If all my kids had to play with was a bike then they'd be climbing the walls too.
Spitting on toys is grim but look at the behaviours that you want him to change. The only possible thing he gets out of spitting on toy cars is your attention when you tell him off and take them away.
Try to break the cycle. Unless it's a safety issue (chucking bike at wall, chucking Pram at telly, doing anything untoward to sister or attacking you/partner) then ignore ignore ignore. Find things no matter how small to make a fuss of him over. He picked up a toy and nicely passed it to his sister? Heap on the praise, oodles and oodles of it - lay it on super-thick. Make him realise that to get attention he needs to be good, not bad.

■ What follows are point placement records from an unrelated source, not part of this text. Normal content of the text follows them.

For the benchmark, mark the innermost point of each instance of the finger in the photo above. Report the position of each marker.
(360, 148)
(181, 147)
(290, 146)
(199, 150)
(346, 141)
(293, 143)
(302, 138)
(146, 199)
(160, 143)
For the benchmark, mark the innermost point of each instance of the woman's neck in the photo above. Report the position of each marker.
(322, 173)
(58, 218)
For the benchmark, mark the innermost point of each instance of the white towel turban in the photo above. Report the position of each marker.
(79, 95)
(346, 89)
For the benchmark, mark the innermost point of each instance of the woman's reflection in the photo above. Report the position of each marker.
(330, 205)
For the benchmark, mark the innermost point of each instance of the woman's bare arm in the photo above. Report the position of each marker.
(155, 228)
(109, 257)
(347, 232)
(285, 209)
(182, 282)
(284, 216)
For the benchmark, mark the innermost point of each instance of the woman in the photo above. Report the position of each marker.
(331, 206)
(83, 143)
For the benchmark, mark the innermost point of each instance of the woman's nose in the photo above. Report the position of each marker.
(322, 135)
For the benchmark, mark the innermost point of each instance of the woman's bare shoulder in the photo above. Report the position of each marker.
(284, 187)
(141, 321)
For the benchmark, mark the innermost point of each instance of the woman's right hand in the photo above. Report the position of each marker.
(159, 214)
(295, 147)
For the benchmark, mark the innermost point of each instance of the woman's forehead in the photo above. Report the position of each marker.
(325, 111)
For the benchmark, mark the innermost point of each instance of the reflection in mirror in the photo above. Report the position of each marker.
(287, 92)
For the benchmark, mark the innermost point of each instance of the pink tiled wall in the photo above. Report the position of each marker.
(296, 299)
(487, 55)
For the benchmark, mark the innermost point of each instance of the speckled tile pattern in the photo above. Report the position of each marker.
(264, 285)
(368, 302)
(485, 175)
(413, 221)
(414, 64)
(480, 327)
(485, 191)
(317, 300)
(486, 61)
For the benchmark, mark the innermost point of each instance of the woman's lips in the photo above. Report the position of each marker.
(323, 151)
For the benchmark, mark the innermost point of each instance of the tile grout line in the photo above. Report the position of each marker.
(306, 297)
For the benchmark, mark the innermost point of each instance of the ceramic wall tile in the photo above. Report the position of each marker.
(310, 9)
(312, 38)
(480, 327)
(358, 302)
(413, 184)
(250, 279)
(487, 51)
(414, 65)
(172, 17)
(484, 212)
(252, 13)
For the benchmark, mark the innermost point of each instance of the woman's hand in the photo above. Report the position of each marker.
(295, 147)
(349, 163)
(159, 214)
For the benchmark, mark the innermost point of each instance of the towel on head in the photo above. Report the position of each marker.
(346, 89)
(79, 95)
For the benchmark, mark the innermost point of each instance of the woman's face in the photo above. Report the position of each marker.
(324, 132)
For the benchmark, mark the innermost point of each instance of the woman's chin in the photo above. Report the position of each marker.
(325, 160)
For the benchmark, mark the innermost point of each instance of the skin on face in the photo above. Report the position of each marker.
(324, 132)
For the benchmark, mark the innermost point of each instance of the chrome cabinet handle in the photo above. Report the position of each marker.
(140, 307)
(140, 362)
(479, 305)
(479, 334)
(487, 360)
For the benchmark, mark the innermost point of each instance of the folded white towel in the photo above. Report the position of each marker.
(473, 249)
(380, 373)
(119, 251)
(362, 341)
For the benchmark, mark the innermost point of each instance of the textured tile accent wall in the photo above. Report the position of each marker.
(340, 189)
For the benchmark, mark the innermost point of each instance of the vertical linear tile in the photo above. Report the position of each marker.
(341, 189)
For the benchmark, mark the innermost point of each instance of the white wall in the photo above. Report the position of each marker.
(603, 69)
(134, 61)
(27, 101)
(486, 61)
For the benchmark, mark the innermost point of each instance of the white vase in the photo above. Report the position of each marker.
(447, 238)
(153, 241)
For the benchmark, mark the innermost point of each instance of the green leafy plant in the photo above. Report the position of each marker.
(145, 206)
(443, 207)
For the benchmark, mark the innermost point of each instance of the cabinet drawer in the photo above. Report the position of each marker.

Start a day afresh. If there's something he uses as a weapon, keep it away for now. But make sure he has lots to do to try to prevent him getting bored. If he's doing something antisocial (spitting on cars), think "in the bigger picture is this the issue I want to address right now and do I want it to garner attention" and if the answer is no, leave it.
If you do take toys (except if someone is in danger), don't do it in a big shouty snatchy way, just remove them as soon as possible without him really noticing, when he asks just say that they were taken away as he wasn't playing nicely with them and when you see him playing nicely then they can be returned.
My eldest was only ever allowed his scuttlebug in the house when his little brothers were napping.